Walter Bright newshound at digitalmars.com
Tue May 16 09:17:59 PDT 2006


Sean Kelly wrote:
> Exactly.  And this was the motivation for my suggestion above.  If there 
> is no way to prevent the user from subverting a system built upon 
> reference attributes, then the only alternative I can think of would be 
> to build it upon the data itself.  D already has the const storage type 
> which does much the same thing: if the user manages to outfox the 
> compiler and modify data in ROM an error will occur.  A similar measure 
> of protection could be extended to dynamic data using the page 
> protection features supplied by the memory manager, but there are some 
> obvious problems:
> 
> - To add data to a protected page the page must either be temporarily 
> unprotected, making it vulnerable to modification by another thread, or 
> it must be modified and the resulting error ignored (which is quite slow).
> 
> - Such protection is far from granular, as it requires copying data the 
> compiler cannot guarantee will not be modified by user code into a 
> protected memory page.  But as far as I'm aware, there is no other way 
> to obtain low-level support for read-only data.
> 
> I can think of a few possible workarounds to the above problems, but all 
> of them would require special handing of references to const data, and 
> this seems unacceptable for a language like D.  But a data-oriented 
> const system seems the only option for something that could actually be 
> exploited by an optimizer.  It's just too easy to work around any such 
> attempt built into the language syntax itself.  Heck, inline assembler 
> is an obvious and huge back-door to any syntax-oriented protection 
> mechanism.  There's simply no point in even considering that route.

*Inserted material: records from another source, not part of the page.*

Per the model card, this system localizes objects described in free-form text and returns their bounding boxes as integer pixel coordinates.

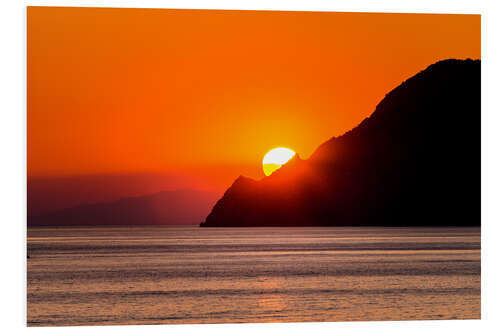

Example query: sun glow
[262,147,295,176]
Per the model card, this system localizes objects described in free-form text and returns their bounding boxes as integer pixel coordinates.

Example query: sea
[27,226,481,326]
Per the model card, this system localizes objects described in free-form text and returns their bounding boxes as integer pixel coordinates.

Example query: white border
[0,0,500,333]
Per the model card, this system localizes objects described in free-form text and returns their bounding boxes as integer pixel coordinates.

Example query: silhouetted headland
[200,59,481,227]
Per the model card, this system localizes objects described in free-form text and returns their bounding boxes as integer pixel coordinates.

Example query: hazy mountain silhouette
[28,189,218,226]
[201,59,481,227]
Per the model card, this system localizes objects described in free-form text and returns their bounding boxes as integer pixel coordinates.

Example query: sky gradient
[27,7,481,200]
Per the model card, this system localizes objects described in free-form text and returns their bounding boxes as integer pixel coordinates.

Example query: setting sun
[262,148,295,176]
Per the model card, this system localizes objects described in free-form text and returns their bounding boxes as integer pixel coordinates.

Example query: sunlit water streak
[27,226,481,326]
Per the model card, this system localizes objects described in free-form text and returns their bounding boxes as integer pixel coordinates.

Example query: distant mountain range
[201,59,481,227]
[28,189,219,226]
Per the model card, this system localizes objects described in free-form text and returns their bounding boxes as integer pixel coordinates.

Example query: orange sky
[27,7,481,188]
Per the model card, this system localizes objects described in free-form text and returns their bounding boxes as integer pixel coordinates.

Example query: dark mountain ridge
[201,59,481,227]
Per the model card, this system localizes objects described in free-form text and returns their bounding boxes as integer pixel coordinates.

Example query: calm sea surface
[27,226,481,326]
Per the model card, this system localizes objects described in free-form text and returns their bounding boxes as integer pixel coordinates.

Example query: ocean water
[27,226,481,326]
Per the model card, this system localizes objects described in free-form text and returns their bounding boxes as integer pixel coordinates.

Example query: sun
[262,147,295,176]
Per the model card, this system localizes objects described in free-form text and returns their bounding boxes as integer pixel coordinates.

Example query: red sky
[27,7,481,210]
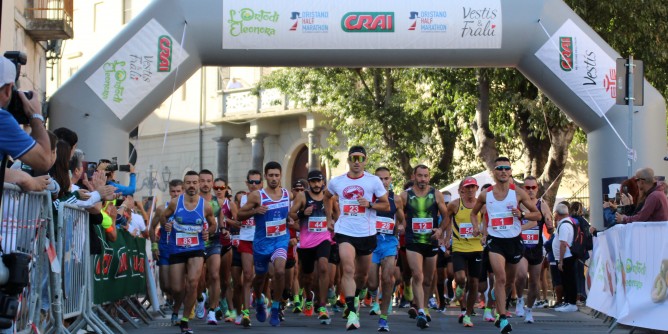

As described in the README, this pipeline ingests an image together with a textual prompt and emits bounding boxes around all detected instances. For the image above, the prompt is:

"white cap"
[0,57,16,87]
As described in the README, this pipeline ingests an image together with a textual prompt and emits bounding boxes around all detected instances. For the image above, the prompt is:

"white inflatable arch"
[49,0,666,225]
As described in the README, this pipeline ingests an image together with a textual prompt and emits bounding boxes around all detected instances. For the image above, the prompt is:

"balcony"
[25,0,74,41]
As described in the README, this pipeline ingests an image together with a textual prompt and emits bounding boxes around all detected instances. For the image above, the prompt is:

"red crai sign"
[341,12,394,32]
[158,35,172,72]
[559,36,573,72]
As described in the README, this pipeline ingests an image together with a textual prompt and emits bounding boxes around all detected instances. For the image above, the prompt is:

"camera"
[4,51,33,124]
[0,252,32,329]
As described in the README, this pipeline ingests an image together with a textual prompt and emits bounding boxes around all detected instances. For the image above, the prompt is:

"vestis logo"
[341,12,394,32]
[559,36,573,72]
[158,35,172,72]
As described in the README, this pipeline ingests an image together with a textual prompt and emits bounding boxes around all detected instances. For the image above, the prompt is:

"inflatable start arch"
[49,0,666,225]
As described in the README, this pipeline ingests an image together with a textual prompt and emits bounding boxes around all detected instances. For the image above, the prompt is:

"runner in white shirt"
[325,146,390,330]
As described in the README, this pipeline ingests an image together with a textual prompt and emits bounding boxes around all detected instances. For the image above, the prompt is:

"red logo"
[158,35,172,72]
[559,36,573,72]
[343,186,364,199]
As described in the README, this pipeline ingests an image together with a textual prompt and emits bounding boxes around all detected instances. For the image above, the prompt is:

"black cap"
[348,145,366,156]
[308,170,325,181]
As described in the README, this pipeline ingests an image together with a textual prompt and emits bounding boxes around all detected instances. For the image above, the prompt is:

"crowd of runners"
[150,146,577,333]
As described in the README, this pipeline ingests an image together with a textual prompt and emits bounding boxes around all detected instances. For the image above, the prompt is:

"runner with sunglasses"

I have been thinking along the lines of making 'const' a promise *by the 
programmer* not to modify the data, and then the compiler will *assume* 
the promise is kept. Your idea is a way to enforce the issue. The 
problem is that changing page protection attributes is very slow - but 
one could afford the cost in "debug compiles."

This would be a cool way to implement "const-correctness" without the 
hassle and cruft. There are still problems, though. You can't make part 
of an object readonly with hardware.